Лучшее представление об этом дают фотографии на обложках ежедневных газет стран «первого мира»: в данном смысле неважно, таблоиды это или более серьезные издания. Максимум телесного хоррора, который может ожидать здесь публику — это откровенный показ неидентифицируемого трупа, который может занимать даже центральное место полосы. Однако предпочтительным все же демонстрировать тело прикрытым. Или же на расстоянии, стирающем детали. К тому же большая часть людей, присутствующей на подобном снимке, либо других снимках, сопровождающих этот первый, должна быть жива и здорова.
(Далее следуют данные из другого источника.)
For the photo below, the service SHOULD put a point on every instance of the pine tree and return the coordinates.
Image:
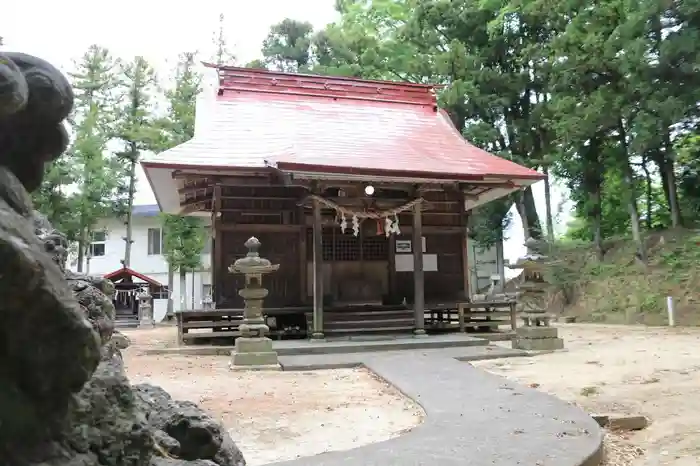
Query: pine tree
(222, 54)
(98, 174)
(136, 129)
А самые ужасные из деталей должны даваться в описании. Обычно же сцены преступлений иллюстрируются мирными портретами жертв, пока те еще были живы, а также их родственников, участвующих в ходе следствия; видами мест их проживания и гибели; снимками орудий преступления; фотографиями и иными изображениями подозреваемых, внешним видом судов и тюрем и т.п. Ну а, кроме того, ужасы соседствуют с позитивными историями и рекламой, обещающей разнообразные радости потребления.
Это — стандартные приемы, которые, впрочем, также не дают гарантий. Никакие опросы не способны обеспечить твердых понятий о механизме реакций аудитории, и редактора никогда не могут быть уверены в правильности пропорций сенсации и цензуры в каждом конкретном случае. Вот пример: 24 сентября 1996 лондонская полиция застрелила подозреваемого в преступлении члена Ирландской республиканской армии. А газета Guardian поместила на своих страницах снимок, показывающий фрагмент лестницы и кровавый след, оставленный телом, которое убрали с места убийства. Все правила хорошего тона журналистики были, кажется, соблюдены, и редактора, должно быть, остались довольны элегантным сочетанием триллера и приличий. Однако множество читателей жаловалось на публикацию, называя снимок оскорбительным, неприемлемым для ежедневной газеты.
Медиа, стараясь делать «острые» новости, постоянно играют на нарушении приличий и порядка с их последующим неизменным восстановлением. И это понятно, потому что они и есть, по сути, индустрия дистанции: дают знание, не нагружая ответственностью. Как это формулируют исследователи, «тогда как плохие новости входят в наши головы через парадную дверь, закон и норма возвращаются незамеченными через черный ход». Естественно, что новостная индустрия, чтобы отвечать желаниям публики, старается поддерживать status quo в его бодром и даже несколько возбужденном состоянии. Помня о том, что эти желания состоят скорее не в приобретении новой информации, а в уверенной самоидентификации. Поэтому, в конце концов, все ужасы, вся информация о преступлениях укладывается в фабулу о несчастной судьбе или, наоборот, чудесном избавлении, и лучше всего продается в формате неких персональных историй. А еще лучше, если они посвящены знаменитостям.
И хотя журнализм прошедшего века был пропитан пафосом правды и достоверности, на самом деле они подаются в формате мифологическом или литературно-эстетическом. А новостная фотография удобна в этом смысле тем, что с одной стороны она достоверна, с другой стороны — управляемая текстом и контекстом картинка. Да и вообще — картинка, композиция. Со своей плохой или хорошей, но пластической формулой. Известно ведь, насколько шире и дольше публикуются фотографии, образ которых воспроизводит основные композиции религиозной иконографии типа «Мадонны с младенцем» или «положения во гроб», не говоря о прочих. Не потому ли, что народ, какое б тысячелетие на дворе ни было, жаждет вечных драм, под которые все время требуется свободная и при этом реалистически декорированная сцена.